Closer look reveals deer in droves
One hundred and thirty-seven. I write the number out because the mere numeral “137” seems too brief, does not have the impact I seek.
But that is the number of deer my wife and I counted on a recent Sunday evening during a “winter deer ride” in western Sandusky County. Anyone who takes a meandering, leisurely, 30-minute spin along country backroads in his or her home county and spies that many deer would, or should, think that is a lot of deer. In our agricultural northwest Ohio county, it borders on awesome – maybe even troublesome, if you look at it from another way.
We have lived in the same rural homestead for 40 winters, and have watched the deer herd grow steadily. Sandusky County always was one of the state’s west and northwest counties to harbor relatively few deer and thus annually was in the cluster of counties having the most restrictive deer hunting regulations.
Prior to the recent deer-count of 137, our high tally ever for an evening cruise was 67. Just a month ago we spotted 42, still a good average number. So this count was off the charts, astronomically so; did just trot on over from say, Trumbull County or Hocking County, each 150 miles or more distant. They have been here all along.
At four sites we counted 20 to 25 deer at a time; the herds are concentrated, naturally, in late winter. But such numbers, here, in multiple sites make it quite evident that Ohio Division of Wildlife deer managers are right on target in wanting to boost the bag limit in the county come next fall.
At the same time deer have been scare for weeks right around my homestead, which sits high over a little creek bottom. If we had not looked around beyond our home ground and simply projected what we saw, or didn’t see, in our own backyards, we might be complaining about “no deer.” Yet, I know why deer numbers are low around my bailiwick. This winter, the snows have drifted deeply in the bottom, and a couple of quick thaws and floods followed by more deep freeze and snowdrifts have rendered the creek bottom inhospitable.
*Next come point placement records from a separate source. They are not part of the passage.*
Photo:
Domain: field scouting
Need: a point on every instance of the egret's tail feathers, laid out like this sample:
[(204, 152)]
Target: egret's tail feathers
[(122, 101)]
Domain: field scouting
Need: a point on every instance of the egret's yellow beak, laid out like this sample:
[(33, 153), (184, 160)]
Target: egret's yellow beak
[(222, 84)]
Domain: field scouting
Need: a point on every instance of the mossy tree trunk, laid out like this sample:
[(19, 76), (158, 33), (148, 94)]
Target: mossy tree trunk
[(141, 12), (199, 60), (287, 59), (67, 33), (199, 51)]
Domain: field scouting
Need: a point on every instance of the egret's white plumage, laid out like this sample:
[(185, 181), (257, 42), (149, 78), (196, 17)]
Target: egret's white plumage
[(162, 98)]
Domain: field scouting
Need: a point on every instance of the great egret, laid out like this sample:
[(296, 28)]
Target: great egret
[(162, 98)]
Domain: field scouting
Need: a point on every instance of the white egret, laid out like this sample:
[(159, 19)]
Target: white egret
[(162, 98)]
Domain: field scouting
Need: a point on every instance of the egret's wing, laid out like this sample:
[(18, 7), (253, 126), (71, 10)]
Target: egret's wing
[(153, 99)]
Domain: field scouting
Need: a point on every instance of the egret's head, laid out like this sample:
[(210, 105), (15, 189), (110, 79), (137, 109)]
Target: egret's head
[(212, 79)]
I know this because I have slogged through it after snowstorms, looking for signs of bedding and even tracks of deer moving through. All were scarce to nonexistent. The deer obviously just moved on to some other woodlots or cover on higher ground where they could find some comfort and protection. I learned that on the recent deer ride.
I have heard and read plenty of no-deer complaints from fellow hunters across the state from the past season. And I will grant that that locally, elsewhere, deer numbers actually may be well down because of several years of very liberal bags and seasons that were aimed right at reducing numbers. As a result deer managers accordingly want to throttle back the kill in some regions. That is the right move in the ongoing balancing act of deer management, just as proposing to boost the take in my home county is the right move.
Here, all I had to do to know that was take a ride and count to 137.